Pink is the New Green

Thanks to the Sentinel-2 false colour products available on the CREODIAS platform, it is possible to easily and quickly identify anything that has green leaves in normal light. Precise information can therefore be obtained about the flora. This is useful when analysing urban areas, especially in dry climates where there is little vegetation and the flora is a matter of particular care. The false colour products show pink shades of lawns, bushes, hedges and trees.

"Similar changes can also be observed with the Normalized Difference Vegetation Index (NDVI). This index allows us to estimate the development and condition of vegetation", says the expert from CloudFerro. "The values above 0.4, marked in the photo with a medium and dark green colour, illustrate the elements of living green. In the post-explosion situation, we see changes in the vegetation, caused by the large damage. More precise analyses show that the area affected by the explosion was even larger and that the effect was strongest in the area where the vegetation damage was the greatest."

Detailed Terrain Mapping 

The false colour and NDVI images correlate with each other when it comes to evaluating the condition of the vegetation. They allow the estimation of the amount and condition of the vegetation. The assessment of the explosion range using satellite products such as false colour and NDVI is an indirect method of damage assessment. Of course, more information is provided by VHR (very high resolution, up to 0.5 metres) photos, which allow the precise mapping of the Earth's surface.

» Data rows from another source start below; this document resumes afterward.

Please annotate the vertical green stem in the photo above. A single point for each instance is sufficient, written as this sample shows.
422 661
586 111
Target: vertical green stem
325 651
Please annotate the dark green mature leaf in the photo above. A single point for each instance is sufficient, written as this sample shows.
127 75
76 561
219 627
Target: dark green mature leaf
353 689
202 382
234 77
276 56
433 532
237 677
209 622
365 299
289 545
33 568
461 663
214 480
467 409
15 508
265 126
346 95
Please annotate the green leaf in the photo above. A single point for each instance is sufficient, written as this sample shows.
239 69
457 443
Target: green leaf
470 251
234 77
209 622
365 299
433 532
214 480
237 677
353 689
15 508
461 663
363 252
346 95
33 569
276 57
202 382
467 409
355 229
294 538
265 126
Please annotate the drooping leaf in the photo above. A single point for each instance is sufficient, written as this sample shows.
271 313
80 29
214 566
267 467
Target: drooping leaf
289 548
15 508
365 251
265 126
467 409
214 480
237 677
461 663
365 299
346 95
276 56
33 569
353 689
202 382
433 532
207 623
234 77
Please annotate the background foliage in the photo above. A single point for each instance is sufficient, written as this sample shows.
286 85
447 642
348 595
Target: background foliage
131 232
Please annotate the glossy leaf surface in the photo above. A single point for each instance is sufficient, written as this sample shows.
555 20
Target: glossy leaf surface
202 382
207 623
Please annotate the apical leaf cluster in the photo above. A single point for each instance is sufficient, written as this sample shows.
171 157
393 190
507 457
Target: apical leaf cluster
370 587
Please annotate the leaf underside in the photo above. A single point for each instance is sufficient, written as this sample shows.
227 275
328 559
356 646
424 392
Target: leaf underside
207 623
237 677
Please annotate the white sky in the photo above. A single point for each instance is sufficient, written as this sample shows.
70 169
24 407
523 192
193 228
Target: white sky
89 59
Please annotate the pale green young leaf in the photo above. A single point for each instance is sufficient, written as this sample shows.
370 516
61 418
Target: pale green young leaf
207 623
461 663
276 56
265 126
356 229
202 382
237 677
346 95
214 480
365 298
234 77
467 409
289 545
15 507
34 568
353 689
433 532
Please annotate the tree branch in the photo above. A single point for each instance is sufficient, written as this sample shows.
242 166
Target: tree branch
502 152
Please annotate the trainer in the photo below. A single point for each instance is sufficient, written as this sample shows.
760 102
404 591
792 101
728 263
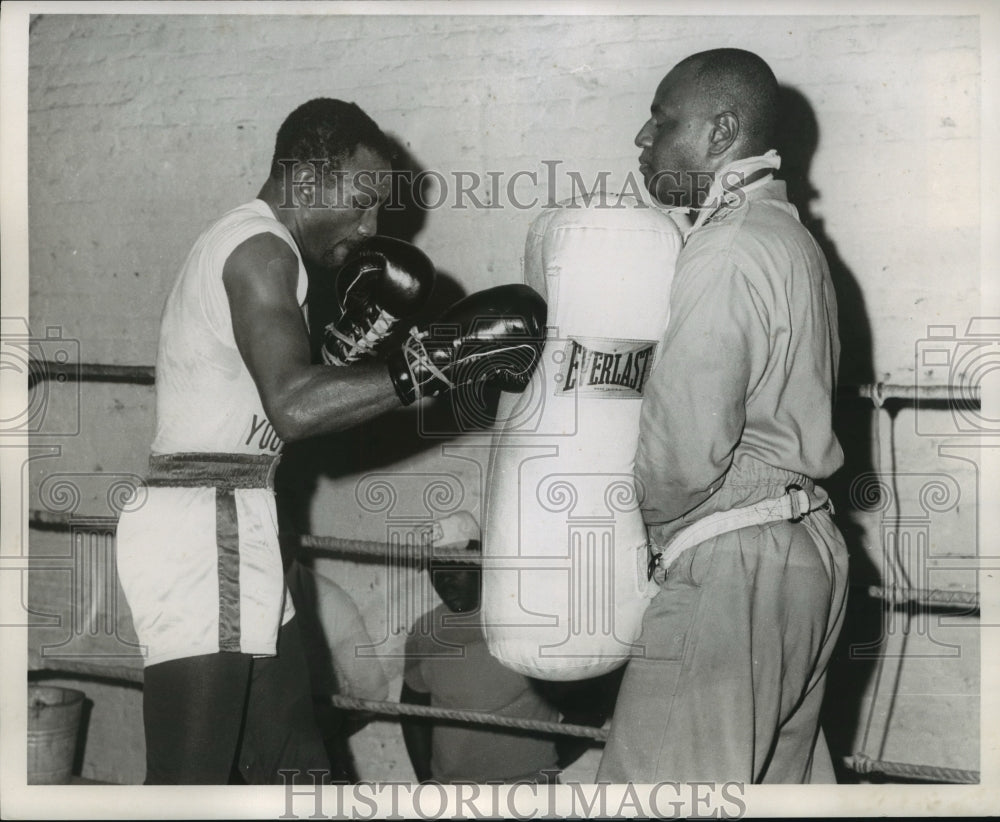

These photos come from CREODIAS.eu – an open platform built by CloudFerro that provides cloud computing services and is the operator of this platform. CREODIAS is one of five European DIAS (Data and Information Access Services), operating under the European Earth Observation Copernicus programme. The platform enables the search, generation, analysis and processing of data from European satellites. These include real colour images (true colour) and use a range of indicators to assess the situation with regard to greenery, humidity or atmospheric composition. The CREODIAS platform also offers VHR images in the commercial model, allowing very detailed terrain mapping.